But Scales, who led the Ivy League in rushing this year, disagrees.

“To say that that [the playoff ban] doesn’t come into play in some people’s decisions would be ludicrous,” the running back said. “Everybody wants to be able to measure themselves against the rest of the nation, and everybody wants to be able to play against folks from their hometown or have their family and friends from nearby come see them. It can impact recruiting in some way.”

Because a sustained playoff run would increase the exposure and reputability of any program, Cobb says that tournament participation could benefit recruiting by attracting more attention around the country to the conference itself.

“What it gets back to is the experience of playing different teams in different places,” Cobb said. “I think that’s the piece that probably the Ivies are missing and the Division I playoffs [are] missing [without the Ivies].”

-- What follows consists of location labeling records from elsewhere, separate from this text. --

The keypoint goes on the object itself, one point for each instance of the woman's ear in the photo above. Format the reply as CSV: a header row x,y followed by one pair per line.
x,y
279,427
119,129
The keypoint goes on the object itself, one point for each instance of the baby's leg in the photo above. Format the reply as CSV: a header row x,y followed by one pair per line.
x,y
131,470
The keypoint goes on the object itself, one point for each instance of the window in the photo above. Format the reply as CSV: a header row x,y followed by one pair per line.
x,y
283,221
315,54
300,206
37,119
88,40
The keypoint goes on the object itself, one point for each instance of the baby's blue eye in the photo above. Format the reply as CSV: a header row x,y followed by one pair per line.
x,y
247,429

Currently, each Ancient Eight squad plays three non-conference games per year—contests that are largely meaningless to the teams’ ultimate goal of winning an Ivy League title because they cannot advance beyond their respective 10-game schedules. The Quakers, for example, won a league championship last season despite going 0-3 in non-conference play.

“Certainly the talent’s there, and you can make the argument that the Ivy League can play with some of the big boys in FCS football,” McDonnell said. “But until that happens, there will also be the question of what the Ivy League is actually competing for.”

Another benefit of playoff participation is that it would make those three non-conference games more significant because they would impact potential playoff seeding and at-large bids. But Murphy says those non-conference games are just as meaningful to his team as the league ones are.

“When you work probably 300 days a year in some facet preparing for those 10 games, there’s no question that they’re [all] very important,” Murphy said. “I don’t sense any different type of preparation or motivation to win those [non-conference] games.”

And while Cobb says the ability to put an additional game in the Northeastern market of the Ivy League is appealing to the subdivision, Harris says that partaking in the tournament would be “cost-neutral” for the conference itself.